It has been revealed that a secret unit has been set up by HMRC to review the tax risks of Family Investment Companies (FICs), in particular the associated inheritance tax (IHT) implications, but should families who have established a FIC be concerned?
For those unfamiliar with the concept of a FIC, it is simply a company, typically set up in the UK, which holds investments that would otherwise be held by family members personally. The FIC is often established by a parent or grandparent according to their wishes, with family shareholders having particular voting rights and differing entitlements to income or capital from the FIC on a winding-up.
FICs have become particularly popular in the last ten years or so and their rise can be matched to a corresponding decline in the use of trusts in the UK. Both types of structure are commonly used to achieve a similar objective: a desire by parents to pass assets down to the next generation whilst retaining some control of those assets during their lifetime. The key difference is in how the two types of vehicle are taxed.
It could be argued that if HMRC perceive there to be a problem with FICs, it is a problem of their own making. The number of tax-paying trusts in the UK has reduced by about a third since 2006 when substantial changes were introduced to the way trusts are taxed, making them more costly to fund as a potential 20 per cent upfront tax charge can arise on assets settled on trust.
The underlying objective of splitting out who controls an asset from who can benefit from it is not a new one though. It has been around for centuries and underpins why trusts were created in the first place. It should therefore come as no surprise to HMRC that the barriers they have introduced for trusts have led to individuals looking at other means of achieving that objective.
So why the need for a ‘secret unit’ to look at FICs and what steps might it take? The news of ‘secret units’ will naturally cause concern for some but it is perfectly reasonable for HMRC to want to look at this type of arrangement more closely. Trusts have been subject to a number of consultations to consider whether the inheritance tax advantages associated with them are appropriate and rumours abound that we may finally see some more changes to the taxation of trusts and IHT in general in the forthcoming Budget. This ‘secret unit’ could simply form part of a much wider review and it would be unusual if FICs did not form a part of it.
The information disclosed by HMRC was understandably limited but we did learn that the team sits in the Wealthy and Mid-sized Compliance Directorate and we have seen some recent experience of the approach taken by teams in that department.
In particular, there seems to have been a shift in the approach in how enquiries into an individual’s tax affairs are undertaken.

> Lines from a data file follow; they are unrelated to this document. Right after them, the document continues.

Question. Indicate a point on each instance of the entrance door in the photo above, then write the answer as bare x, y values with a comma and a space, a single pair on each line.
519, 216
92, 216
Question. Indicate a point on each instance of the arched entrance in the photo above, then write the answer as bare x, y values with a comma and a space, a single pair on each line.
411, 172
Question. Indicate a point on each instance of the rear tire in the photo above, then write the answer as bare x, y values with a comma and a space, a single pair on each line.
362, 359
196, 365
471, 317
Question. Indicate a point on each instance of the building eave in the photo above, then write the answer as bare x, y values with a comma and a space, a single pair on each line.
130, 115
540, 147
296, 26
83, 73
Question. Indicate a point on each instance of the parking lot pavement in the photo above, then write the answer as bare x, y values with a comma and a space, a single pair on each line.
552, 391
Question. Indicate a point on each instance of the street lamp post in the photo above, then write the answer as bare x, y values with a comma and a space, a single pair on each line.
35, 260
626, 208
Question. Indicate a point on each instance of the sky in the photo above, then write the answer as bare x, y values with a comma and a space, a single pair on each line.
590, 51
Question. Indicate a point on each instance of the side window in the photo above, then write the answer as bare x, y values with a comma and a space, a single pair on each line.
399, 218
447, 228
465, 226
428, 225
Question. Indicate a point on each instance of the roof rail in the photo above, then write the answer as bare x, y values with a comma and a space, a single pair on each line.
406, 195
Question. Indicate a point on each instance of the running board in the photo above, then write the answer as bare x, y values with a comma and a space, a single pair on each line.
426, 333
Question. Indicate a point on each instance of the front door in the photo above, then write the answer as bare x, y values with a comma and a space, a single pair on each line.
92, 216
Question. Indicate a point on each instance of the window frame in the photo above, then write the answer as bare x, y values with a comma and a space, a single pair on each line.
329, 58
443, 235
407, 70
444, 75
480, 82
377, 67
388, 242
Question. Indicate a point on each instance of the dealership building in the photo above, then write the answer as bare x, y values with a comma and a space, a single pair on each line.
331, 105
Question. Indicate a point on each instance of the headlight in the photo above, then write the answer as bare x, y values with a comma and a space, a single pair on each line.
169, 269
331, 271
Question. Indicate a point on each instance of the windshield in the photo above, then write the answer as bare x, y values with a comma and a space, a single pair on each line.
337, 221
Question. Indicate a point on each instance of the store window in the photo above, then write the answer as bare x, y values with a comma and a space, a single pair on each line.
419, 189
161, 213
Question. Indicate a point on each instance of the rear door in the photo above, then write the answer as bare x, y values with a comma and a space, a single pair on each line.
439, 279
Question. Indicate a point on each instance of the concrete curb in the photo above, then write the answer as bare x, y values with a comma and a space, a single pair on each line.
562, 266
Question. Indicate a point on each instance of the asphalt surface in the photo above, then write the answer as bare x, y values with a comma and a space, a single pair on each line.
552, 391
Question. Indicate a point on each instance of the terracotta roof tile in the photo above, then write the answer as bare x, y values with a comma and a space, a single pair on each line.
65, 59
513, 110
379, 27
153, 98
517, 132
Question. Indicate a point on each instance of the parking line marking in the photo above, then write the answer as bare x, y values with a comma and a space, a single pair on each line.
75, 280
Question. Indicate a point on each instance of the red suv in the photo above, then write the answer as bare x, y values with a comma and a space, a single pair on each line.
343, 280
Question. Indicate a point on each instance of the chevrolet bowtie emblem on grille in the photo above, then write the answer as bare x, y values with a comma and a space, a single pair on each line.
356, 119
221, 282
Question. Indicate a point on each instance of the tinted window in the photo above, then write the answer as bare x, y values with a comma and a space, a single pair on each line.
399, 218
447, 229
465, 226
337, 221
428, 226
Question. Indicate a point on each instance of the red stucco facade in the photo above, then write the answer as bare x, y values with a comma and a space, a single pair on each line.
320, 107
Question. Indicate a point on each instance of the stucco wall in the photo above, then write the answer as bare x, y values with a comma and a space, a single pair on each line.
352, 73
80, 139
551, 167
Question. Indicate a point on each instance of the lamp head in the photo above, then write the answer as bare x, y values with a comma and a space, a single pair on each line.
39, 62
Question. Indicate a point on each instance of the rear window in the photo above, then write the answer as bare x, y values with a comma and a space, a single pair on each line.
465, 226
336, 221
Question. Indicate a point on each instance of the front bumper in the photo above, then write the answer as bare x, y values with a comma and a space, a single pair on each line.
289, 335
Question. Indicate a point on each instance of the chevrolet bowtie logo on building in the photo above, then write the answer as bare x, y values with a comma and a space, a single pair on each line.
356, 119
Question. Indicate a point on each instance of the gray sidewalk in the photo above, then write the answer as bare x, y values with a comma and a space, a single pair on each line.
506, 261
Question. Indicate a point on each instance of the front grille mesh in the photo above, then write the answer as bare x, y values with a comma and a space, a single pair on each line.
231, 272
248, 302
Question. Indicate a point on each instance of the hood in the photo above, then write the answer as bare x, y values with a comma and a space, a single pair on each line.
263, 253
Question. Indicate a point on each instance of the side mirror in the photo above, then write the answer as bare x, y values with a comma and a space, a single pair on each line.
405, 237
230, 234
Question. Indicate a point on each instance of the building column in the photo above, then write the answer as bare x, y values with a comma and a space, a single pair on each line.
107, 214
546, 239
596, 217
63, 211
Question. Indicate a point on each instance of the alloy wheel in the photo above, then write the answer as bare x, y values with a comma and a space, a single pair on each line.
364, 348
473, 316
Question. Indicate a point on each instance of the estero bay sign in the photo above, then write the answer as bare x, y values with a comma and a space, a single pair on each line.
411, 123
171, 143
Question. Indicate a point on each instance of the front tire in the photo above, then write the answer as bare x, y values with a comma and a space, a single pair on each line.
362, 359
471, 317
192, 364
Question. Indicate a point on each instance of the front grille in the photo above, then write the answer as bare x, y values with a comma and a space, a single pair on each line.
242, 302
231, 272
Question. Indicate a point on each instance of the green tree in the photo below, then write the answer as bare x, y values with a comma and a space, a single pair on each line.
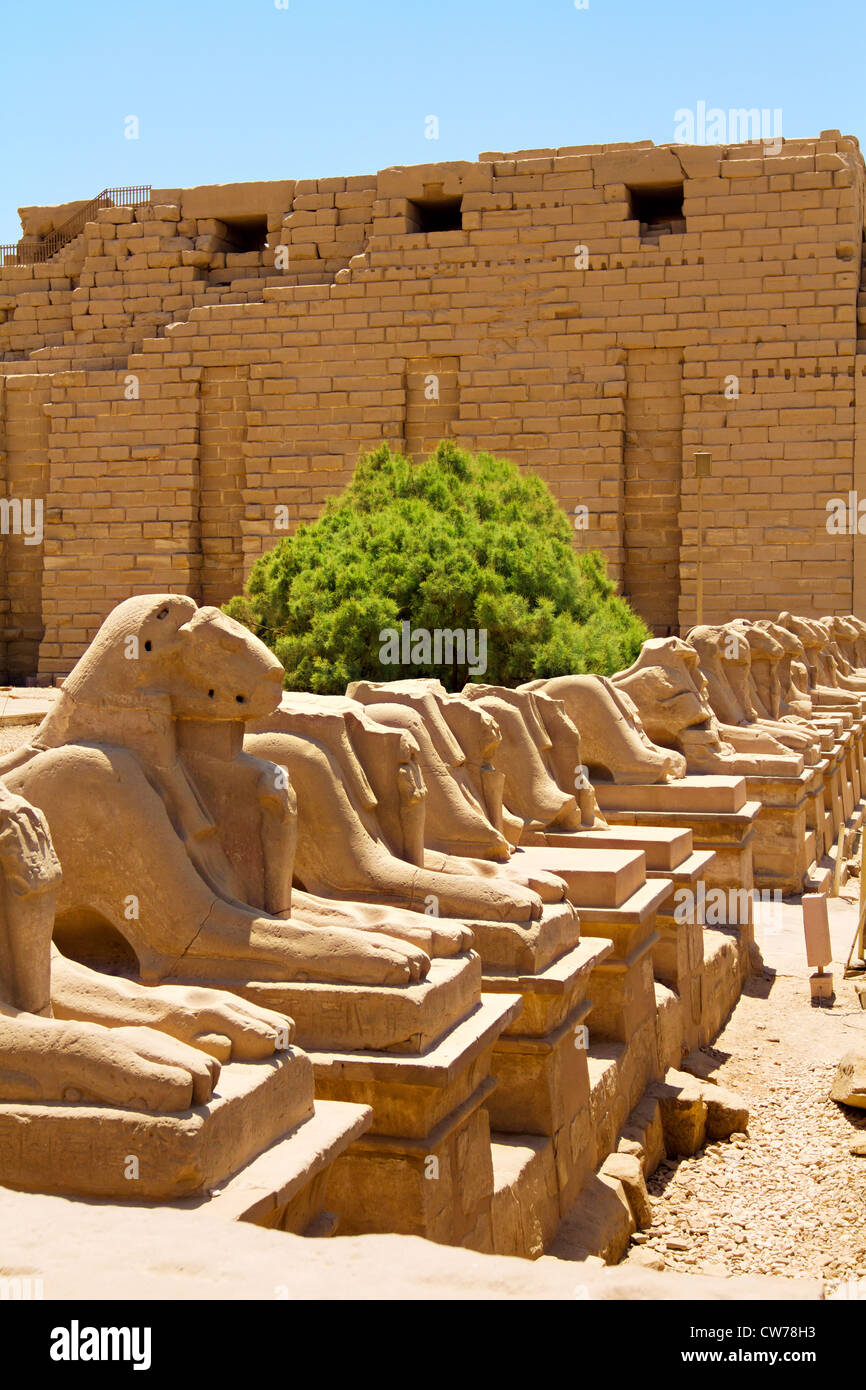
456, 542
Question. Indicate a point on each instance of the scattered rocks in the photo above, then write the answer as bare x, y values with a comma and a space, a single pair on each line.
790, 1197
727, 1115
850, 1082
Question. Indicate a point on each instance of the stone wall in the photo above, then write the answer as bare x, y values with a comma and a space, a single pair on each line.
185, 371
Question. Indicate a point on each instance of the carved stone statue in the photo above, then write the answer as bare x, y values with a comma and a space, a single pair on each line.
177, 845
670, 691
613, 741
71, 1034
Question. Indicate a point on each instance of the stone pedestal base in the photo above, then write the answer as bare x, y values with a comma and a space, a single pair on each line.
722, 819
540, 1062
426, 1165
783, 849
287, 1187
132, 1155
526, 1209
376, 1018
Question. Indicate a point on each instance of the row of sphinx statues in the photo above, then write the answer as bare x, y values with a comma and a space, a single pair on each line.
178, 824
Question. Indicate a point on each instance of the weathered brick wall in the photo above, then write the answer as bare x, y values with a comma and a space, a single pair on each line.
558, 330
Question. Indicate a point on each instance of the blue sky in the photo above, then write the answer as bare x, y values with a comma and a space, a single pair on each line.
241, 89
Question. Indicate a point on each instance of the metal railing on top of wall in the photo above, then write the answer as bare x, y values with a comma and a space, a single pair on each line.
24, 253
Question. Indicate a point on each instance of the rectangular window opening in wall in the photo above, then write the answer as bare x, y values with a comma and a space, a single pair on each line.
658, 209
246, 234
435, 214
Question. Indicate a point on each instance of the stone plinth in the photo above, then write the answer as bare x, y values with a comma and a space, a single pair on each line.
424, 1168
287, 1187
89, 1150
716, 809
376, 1018
540, 1062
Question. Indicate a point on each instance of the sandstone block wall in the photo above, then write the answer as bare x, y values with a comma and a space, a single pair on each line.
186, 370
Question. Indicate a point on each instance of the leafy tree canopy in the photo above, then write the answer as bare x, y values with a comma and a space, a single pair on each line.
458, 542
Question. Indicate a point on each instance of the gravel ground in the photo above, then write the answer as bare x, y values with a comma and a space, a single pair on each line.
790, 1197
14, 736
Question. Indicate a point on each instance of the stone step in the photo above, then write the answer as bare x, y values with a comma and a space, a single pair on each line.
663, 848
594, 877
708, 794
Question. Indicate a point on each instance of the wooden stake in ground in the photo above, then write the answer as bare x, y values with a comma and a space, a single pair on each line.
819, 950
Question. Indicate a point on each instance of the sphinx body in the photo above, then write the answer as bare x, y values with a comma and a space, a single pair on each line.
827, 688
670, 692
729, 653
352, 841
613, 741
68, 1034
171, 838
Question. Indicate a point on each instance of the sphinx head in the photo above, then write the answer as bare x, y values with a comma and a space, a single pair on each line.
669, 690
164, 652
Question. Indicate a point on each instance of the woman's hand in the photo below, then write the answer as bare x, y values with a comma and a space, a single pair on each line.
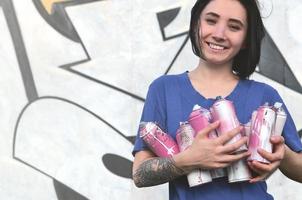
206, 153
263, 170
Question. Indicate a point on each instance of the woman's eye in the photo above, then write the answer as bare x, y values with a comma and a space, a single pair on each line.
210, 21
234, 27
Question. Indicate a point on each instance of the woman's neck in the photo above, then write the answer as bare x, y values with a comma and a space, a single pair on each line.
213, 81
214, 73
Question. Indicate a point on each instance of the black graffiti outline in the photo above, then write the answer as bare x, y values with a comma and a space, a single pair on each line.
129, 139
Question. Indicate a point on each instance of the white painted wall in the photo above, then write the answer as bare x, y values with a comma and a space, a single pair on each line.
59, 136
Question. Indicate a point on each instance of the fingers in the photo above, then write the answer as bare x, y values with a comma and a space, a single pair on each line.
205, 132
230, 148
276, 156
258, 178
234, 157
263, 170
277, 139
224, 138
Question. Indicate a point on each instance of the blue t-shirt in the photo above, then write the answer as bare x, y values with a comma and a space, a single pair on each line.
170, 100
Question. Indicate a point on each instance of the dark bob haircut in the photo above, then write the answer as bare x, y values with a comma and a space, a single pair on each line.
246, 60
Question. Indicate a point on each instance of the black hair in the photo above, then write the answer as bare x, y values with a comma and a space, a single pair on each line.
245, 62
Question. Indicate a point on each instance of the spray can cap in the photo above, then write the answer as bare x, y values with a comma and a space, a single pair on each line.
219, 97
277, 105
196, 107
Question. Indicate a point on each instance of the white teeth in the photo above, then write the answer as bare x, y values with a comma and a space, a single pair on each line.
216, 47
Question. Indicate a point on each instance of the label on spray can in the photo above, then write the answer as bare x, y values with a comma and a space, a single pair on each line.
280, 121
184, 137
224, 111
238, 171
261, 132
158, 141
199, 119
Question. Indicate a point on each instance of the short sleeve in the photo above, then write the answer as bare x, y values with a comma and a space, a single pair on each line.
153, 111
289, 133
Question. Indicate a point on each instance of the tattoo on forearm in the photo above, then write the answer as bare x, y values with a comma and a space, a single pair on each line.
156, 171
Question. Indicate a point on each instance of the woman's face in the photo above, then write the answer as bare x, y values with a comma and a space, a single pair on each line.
222, 32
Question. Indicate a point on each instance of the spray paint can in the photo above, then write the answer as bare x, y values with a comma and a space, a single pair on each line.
261, 132
199, 119
224, 111
238, 172
184, 137
280, 121
158, 141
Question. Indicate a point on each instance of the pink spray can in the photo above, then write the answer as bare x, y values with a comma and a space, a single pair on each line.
280, 119
261, 131
184, 137
223, 110
158, 141
199, 119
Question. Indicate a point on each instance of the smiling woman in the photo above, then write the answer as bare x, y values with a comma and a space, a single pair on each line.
226, 35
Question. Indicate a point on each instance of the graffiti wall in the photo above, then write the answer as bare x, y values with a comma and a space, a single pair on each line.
74, 75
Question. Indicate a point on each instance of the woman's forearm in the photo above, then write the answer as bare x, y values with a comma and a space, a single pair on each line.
156, 171
291, 165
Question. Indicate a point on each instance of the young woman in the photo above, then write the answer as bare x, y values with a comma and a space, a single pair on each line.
226, 35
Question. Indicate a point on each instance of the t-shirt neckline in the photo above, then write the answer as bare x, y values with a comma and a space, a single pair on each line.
190, 88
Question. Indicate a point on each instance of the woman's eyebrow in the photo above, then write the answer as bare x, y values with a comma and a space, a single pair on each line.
237, 21
231, 19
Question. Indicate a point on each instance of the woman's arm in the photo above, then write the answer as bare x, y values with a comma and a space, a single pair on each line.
204, 153
291, 165
149, 170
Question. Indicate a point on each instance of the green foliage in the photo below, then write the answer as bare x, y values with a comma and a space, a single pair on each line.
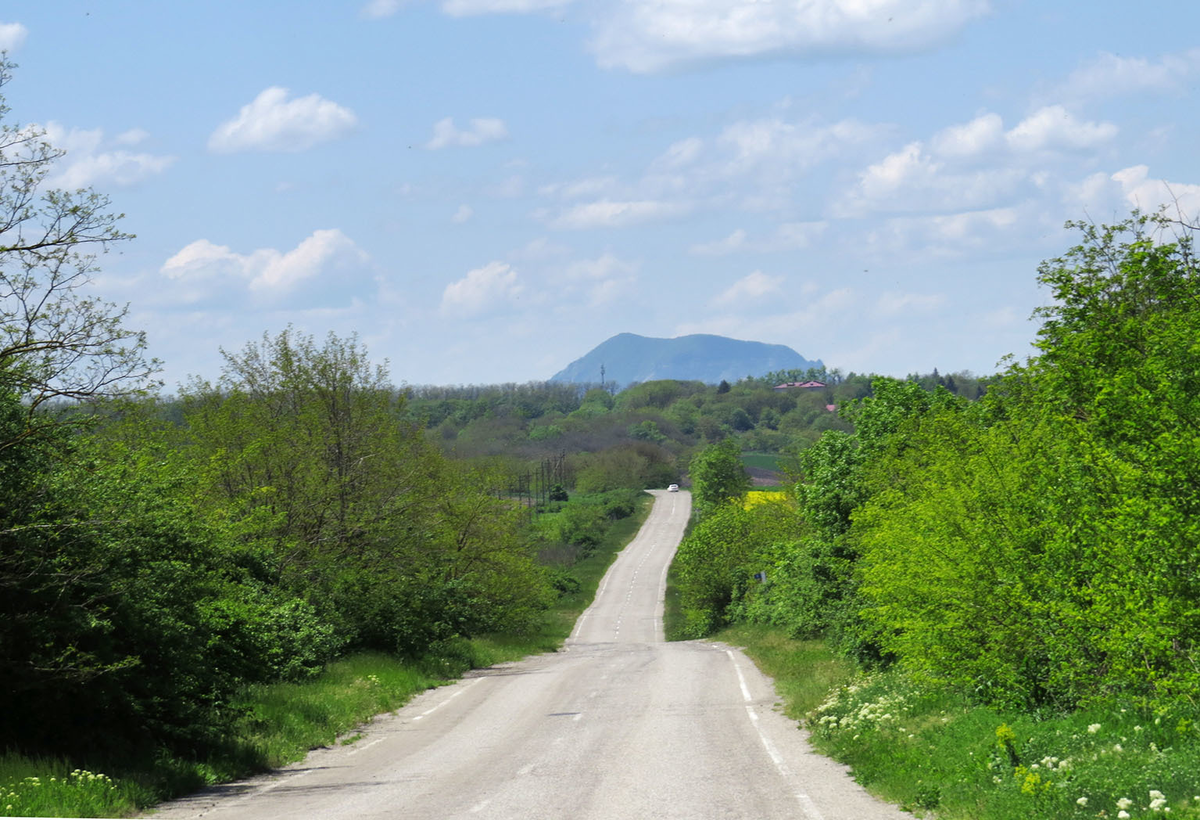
395, 546
51, 788
1042, 554
717, 477
55, 341
637, 466
717, 563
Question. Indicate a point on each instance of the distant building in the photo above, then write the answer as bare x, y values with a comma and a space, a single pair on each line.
799, 385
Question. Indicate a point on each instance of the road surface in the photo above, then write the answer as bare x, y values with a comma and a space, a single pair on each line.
618, 724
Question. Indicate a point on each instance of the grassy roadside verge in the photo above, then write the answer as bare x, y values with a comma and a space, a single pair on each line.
936, 754
282, 722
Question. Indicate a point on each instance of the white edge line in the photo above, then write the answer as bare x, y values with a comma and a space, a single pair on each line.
805, 802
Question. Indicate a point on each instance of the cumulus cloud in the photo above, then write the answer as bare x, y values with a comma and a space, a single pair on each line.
1110, 75
91, 160
653, 35
972, 166
480, 291
911, 179
267, 271
483, 130
1149, 195
787, 237
612, 214
12, 35
274, 123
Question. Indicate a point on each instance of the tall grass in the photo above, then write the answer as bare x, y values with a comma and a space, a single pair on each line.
935, 753
48, 788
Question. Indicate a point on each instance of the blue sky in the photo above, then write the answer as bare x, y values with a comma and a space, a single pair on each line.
484, 190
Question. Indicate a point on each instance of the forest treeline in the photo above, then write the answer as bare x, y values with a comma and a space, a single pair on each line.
1036, 549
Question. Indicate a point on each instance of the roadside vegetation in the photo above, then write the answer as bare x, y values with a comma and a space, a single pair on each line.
981, 593
1005, 588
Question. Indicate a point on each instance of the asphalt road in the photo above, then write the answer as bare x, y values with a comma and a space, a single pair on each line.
618, 724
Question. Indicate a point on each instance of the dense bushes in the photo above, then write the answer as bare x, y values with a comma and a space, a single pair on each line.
1036, 549
126, 622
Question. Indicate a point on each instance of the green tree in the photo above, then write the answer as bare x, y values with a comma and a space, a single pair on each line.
55, 340
718, 477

In the past, a traditional enquiry has focused more on the detail of what has been done, looking at the steps undertaken and whether anything has been overlooked. A perceived shift is that teams in this unit have looked more at the overall purpose behind what a taxpayer has done, rather than flaws in the specific steps they have undertaken. It seems more of a focus on whether it is reasonable behaviour and in the spirit of the law.
For a typical FIC, it is difficult to see how an Inspector could conclude the overall purpose was inappropriate. Clearly the focus of the unit is on inheritance tax and whilst FICs do allow for families to manage their exposure to IHT, the way that is achieved is not significantly different to any normal gift.
If a parent gifts an asset to a child and survives that gift for seven years, it will usually fall outside the IHT rules. The difference between that scenario and a FIC is that a parent will gift the child shares in an FIC, which holds the asset, rather than the asset itself. The FIC allows the parent to control the asset until such time that they think it is appropriate for the asset to be transferred to them directly.
If it is accepted that there is no problem making a simple gift, then the retention of control will be addressed. One might argue that has been acceptable planning since the 12th century when trusts were first established.
There will no doubt be cases and areas where individuals have not considered the tax risks associated with establishing their FICs and it will likely be worthwhile undertaking a review of those before HMRC do so. For many though, the news that HMRC are looking more closely at FICs should not come as a surprise given the rise in their popularity and we await the Budget to see if there are any further developments on IHT in general.